Aran Nayebi, ICoN Postdoctoral Fellow at MIT
Deep neural networks trained on high-variation tasks ("goals”) have had immense success as predictive models of the human and non-human primate visual pathways. More specifically, a positive relationship has been observed between model performance on ImageNet categorization and neural predictivity. Past a point, however, improved categorization performance on ImageNet does not yield improved neural predictivity, even between very different architectures. In this talk, I will present two case studies in both rodents and primates, that demonstrate a more general correspondence between self-supervised learning of visual representations relevant to high-dimensional embodied control and increased gains in neural predictivity.
In the first study, we develop the (currently) most precise model of the mouse visual system, and show that self-supervised, contrastive algorithms outperform supervised approaches in capturing neural response variance across visual areas. By “implanting” these visual networks into a biomechanically-realistic rodent body to navigate to rewards in a novel maze environment, we observe that the artificial rodent with a contrastively-optimized visual system is able to obtain more reward across episodes compared to its supervised counterpart.
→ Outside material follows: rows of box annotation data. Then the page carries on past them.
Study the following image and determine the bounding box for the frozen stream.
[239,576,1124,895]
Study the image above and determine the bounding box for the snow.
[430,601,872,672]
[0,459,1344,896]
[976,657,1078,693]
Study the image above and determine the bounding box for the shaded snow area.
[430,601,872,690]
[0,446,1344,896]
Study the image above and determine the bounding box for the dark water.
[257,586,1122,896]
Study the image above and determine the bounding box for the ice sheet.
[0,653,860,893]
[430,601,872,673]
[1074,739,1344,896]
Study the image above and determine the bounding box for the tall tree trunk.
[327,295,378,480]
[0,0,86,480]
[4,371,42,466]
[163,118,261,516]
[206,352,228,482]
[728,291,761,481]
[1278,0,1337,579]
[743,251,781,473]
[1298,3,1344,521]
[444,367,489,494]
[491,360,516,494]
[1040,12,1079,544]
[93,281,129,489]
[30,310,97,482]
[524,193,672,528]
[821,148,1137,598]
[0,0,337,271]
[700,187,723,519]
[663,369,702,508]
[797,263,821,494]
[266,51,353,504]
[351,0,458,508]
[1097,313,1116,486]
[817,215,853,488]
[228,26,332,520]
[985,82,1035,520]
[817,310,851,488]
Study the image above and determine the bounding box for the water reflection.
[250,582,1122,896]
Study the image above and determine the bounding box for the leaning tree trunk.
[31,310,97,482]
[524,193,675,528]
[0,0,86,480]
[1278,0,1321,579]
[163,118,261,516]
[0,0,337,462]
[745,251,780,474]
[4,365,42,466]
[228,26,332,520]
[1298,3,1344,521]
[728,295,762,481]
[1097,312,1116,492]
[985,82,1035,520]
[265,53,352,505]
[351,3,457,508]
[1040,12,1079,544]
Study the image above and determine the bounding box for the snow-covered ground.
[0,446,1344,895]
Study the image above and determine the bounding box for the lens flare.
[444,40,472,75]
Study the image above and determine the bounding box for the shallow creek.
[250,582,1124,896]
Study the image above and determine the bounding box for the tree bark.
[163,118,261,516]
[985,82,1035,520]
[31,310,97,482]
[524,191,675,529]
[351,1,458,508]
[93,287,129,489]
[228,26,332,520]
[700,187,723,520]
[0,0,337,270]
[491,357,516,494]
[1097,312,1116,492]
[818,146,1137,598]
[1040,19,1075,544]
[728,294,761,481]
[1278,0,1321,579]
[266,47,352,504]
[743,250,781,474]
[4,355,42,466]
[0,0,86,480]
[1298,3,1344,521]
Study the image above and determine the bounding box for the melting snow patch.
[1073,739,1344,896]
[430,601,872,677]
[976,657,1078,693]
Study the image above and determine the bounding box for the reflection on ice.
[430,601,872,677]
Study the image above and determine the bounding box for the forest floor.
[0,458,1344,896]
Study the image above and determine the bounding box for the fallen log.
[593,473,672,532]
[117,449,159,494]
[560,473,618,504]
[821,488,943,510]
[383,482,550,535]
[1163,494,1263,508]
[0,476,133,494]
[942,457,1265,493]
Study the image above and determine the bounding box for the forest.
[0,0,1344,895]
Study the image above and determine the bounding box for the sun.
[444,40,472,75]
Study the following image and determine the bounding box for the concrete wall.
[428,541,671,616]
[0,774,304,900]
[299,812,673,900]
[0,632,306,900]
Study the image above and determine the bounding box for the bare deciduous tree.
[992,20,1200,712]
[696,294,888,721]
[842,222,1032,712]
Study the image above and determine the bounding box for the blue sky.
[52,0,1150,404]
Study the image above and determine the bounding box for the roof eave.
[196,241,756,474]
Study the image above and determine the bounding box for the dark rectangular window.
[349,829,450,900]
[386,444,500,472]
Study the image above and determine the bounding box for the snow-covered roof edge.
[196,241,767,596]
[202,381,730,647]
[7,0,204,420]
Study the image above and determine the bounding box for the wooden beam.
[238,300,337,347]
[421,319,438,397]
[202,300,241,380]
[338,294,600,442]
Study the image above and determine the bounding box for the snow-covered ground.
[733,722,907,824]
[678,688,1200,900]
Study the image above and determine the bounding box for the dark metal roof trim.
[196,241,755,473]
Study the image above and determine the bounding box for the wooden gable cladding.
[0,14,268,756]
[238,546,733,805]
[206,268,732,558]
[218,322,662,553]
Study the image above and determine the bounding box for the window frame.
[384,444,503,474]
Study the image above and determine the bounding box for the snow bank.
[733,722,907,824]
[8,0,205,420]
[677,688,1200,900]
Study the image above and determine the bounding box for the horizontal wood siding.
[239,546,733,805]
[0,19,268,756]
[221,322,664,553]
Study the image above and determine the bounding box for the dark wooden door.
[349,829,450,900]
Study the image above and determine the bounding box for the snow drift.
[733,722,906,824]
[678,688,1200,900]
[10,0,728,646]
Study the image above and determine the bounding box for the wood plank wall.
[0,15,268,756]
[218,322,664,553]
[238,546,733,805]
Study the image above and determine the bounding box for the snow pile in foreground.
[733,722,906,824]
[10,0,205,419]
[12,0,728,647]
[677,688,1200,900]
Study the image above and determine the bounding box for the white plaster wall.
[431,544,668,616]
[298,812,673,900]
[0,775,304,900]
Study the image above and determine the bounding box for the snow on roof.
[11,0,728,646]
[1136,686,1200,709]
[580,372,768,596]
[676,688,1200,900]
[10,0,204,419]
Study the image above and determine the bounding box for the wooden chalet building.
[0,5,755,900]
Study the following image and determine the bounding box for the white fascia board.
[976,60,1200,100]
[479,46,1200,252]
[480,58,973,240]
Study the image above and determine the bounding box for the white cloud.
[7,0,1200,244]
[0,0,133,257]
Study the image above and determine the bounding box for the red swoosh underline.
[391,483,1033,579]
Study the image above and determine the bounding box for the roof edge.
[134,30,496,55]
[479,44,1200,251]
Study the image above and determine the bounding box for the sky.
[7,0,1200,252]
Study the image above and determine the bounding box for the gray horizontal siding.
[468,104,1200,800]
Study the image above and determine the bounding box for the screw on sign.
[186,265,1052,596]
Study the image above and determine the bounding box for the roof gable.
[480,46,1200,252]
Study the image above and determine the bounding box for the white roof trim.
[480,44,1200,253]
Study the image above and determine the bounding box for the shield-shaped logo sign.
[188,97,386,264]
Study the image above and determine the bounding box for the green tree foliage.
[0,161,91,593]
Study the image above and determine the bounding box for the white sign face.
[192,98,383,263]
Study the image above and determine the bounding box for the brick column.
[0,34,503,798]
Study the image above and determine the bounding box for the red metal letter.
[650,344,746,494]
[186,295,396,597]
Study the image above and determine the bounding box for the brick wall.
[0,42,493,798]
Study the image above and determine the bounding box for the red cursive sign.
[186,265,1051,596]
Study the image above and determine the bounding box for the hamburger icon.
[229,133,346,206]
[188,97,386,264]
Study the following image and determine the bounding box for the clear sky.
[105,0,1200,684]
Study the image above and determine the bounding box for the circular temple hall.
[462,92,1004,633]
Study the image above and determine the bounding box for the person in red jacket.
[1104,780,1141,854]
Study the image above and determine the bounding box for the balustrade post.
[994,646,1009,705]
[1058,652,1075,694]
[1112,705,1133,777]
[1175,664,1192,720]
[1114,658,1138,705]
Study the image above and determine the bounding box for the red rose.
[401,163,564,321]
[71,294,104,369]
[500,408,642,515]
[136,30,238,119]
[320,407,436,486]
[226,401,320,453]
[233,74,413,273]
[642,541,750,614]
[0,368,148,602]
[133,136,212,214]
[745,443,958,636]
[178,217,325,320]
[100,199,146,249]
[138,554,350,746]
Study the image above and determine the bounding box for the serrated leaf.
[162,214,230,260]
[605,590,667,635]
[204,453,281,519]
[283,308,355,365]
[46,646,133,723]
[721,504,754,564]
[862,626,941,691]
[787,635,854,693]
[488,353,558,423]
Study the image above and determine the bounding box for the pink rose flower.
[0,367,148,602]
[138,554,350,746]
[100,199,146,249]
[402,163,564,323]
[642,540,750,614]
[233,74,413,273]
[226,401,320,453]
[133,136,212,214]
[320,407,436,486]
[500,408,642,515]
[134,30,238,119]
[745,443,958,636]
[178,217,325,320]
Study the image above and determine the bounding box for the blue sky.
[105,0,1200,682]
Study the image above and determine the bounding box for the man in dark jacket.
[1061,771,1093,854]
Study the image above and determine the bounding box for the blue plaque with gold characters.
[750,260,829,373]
The second case study examines mental simulations in primates, wherein we show that self-supervised video foundation models that predict the future state of their environment in latent spaces that can support a wide range of sensorimotor tasks, align most closely with human error patterns and macaque frontal cortex neural dynamics. Taken together, our findings suggest that self-supervised learning of visual representations that are reusable for downstream Embodied AI tasks may be a promising way forward to study the evolutionary constraints of neural circuits in multiple species.